Antiscorbutic, vulnerary.

Parts utilized
Leaves, bark.


– Bark is used for treatment of coughs.
– Used for asthma, liver diseases, rheumatism, arthritis, sprains.
– Used for fever and inflammation.
– Used as tonic.
– Decoction of leaves used as antiscorbutic.
– Resin used as vulnerary.
– In Thailand, used as ingredient in post-partum baths and food supplements.


Study Findings
• Secondary Metabolites / Oleanolic Acid / Leaves: Study of diclhloromethane extract of leaves yielded oleanolic acid, lutein, fatty alcohols and hydrocarbons from the leaves of Schefflera odorata.Some of the biological activities of the plant may be attributed to oleanolic acid.
• Wound Healing / Lectins: Philippine study reports the potential of leaves of two medicinal plants – Pithecellobium dulce and Schefflera odorata as available and inexpensive sources of lectins and suggests further studies for its wound healing properties.
• Lectins / Leaves: Study extracted a lectin from the leaves of Schefflera odorata, non-blood type specific and non-blood group specific.

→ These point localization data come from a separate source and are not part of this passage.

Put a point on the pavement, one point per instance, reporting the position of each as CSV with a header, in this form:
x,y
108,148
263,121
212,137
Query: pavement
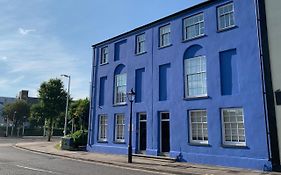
x,y
141,163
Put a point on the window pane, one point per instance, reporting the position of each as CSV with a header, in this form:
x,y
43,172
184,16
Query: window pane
x,y
119,128
234,131
193,26
120,88
164,38
226,16
198,126
195,70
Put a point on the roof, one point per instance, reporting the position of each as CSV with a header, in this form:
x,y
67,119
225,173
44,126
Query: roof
x,y
200,5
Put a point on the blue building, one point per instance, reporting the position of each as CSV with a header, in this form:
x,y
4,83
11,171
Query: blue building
x,y
200,88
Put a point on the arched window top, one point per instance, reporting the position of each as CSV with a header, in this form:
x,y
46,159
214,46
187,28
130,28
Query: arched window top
x,y
119,69
193,51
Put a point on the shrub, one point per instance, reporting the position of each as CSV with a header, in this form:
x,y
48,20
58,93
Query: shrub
x,y
79,138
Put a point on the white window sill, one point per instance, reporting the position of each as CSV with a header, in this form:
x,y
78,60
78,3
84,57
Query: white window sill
x,y
102,64
196,97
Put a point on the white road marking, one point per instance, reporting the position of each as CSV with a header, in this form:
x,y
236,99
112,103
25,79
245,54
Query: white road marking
x,y
36,169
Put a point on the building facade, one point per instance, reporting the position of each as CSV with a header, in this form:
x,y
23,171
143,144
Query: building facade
x,y
273,35
200,90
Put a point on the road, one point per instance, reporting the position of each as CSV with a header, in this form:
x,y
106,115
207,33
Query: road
x,y
14,161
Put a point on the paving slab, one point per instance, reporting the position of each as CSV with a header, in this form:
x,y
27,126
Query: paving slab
x,y
164,166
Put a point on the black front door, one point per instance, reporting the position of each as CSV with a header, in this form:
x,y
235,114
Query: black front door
x,y
165,132
142,131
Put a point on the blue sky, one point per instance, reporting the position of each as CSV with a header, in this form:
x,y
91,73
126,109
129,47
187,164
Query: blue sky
x,y
42,39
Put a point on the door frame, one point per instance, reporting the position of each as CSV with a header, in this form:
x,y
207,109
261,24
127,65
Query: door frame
x,y
160,132
139,135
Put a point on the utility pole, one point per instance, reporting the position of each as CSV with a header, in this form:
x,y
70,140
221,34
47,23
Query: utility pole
x,y
67,101
7,126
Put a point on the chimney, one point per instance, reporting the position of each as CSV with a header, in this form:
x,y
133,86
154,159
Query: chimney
x,y
23,95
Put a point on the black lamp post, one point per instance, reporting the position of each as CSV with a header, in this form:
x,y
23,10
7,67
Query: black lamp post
x,y
131,98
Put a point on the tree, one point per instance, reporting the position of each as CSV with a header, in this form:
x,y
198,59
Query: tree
x,y
53,99
36,115
79,110
17,112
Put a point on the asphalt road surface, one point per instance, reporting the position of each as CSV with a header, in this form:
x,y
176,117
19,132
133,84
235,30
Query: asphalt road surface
x,y
14,161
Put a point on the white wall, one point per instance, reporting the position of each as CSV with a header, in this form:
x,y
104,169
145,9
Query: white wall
x,y
273,13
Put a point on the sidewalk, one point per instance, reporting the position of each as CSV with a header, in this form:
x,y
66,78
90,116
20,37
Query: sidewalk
x,y
164,166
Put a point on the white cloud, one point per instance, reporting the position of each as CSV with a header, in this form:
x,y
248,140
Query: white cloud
x,y
4,58
25,31
28,61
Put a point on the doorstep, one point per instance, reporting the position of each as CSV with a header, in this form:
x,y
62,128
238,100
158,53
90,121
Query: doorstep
x,y
161,158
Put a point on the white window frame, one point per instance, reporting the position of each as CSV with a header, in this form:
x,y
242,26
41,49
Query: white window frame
x,y
119,135
165,32
140,43
202,128
104,55
117,98
193,24
228,16
237,128
103,123
202,72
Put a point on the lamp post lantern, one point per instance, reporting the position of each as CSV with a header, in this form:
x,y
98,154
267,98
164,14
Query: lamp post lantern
x,y
131,98
67,101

The lectin was a glycoprotein containing 2.33% total sugars.
• Saponin / Cell-Signaling Pathway Modulator / Antioxidant / Immunomodulatory: Study evaluating the mechanisms of how saponins from leaf extracts of S. odorata modulate cell signalling pathways suggest:  leaf extracts act as an extracellular signal switching off extracellular enzymes and induction of apoptosis through signal transmission into the nucleus promoting DNA fragmentation of cancer cell lines. Study also demonstrated antioxidant and immunomodulatory properties.
• Anti-Protozoal: In a study of 10 lectins screened for cytotoxic activity against Acanthamoeba sp. (a keratitis-causing amoeba) and Tetrahymena pyriformis, lectins from Schefflera odorata and Swietenia macrophylla were found to possess high cytotoxic activity against the test organisms.
• Cytotoxicity / Leaves and Roots: Study for cytotoxicity of air-dried leaves and roots of Schefflera odorata extracts showed an IC5020 µg/ml for all cell lines tested (A549, adenocarcinoma of lung; SL6, large cell of lung; Calu-1, squamous carcinoma of lung; Hep-2, epidermoid carcinoma of larynx; and L929, m mouse fibroblast as control).
• Lupane Triterpenoids: Study yielded two new lupane triterpenoids, viz., 3-O-β-D-glucopyranosyl-(1→2)-β-D-glucopyranosyl-27-oxo-betulinic acid-28-O-β-D-glucopyranoside (1), 3-O-β-D-glucuronopyranosyl-27-oxo-betulinic acid-28-O-β-D-glucopyranoside.
• Hepatoprotective / Antioxidant: Study evaluated the hepatoprotective activity of aqueous extracts of S. venulosa and S. wallichiana leaves on carbon tetrachloride-induced liver damage in male albino rats. Results showed S. venulosa aqueous extract has potent antioxidant and hepatoprotective activity when compared to AESW.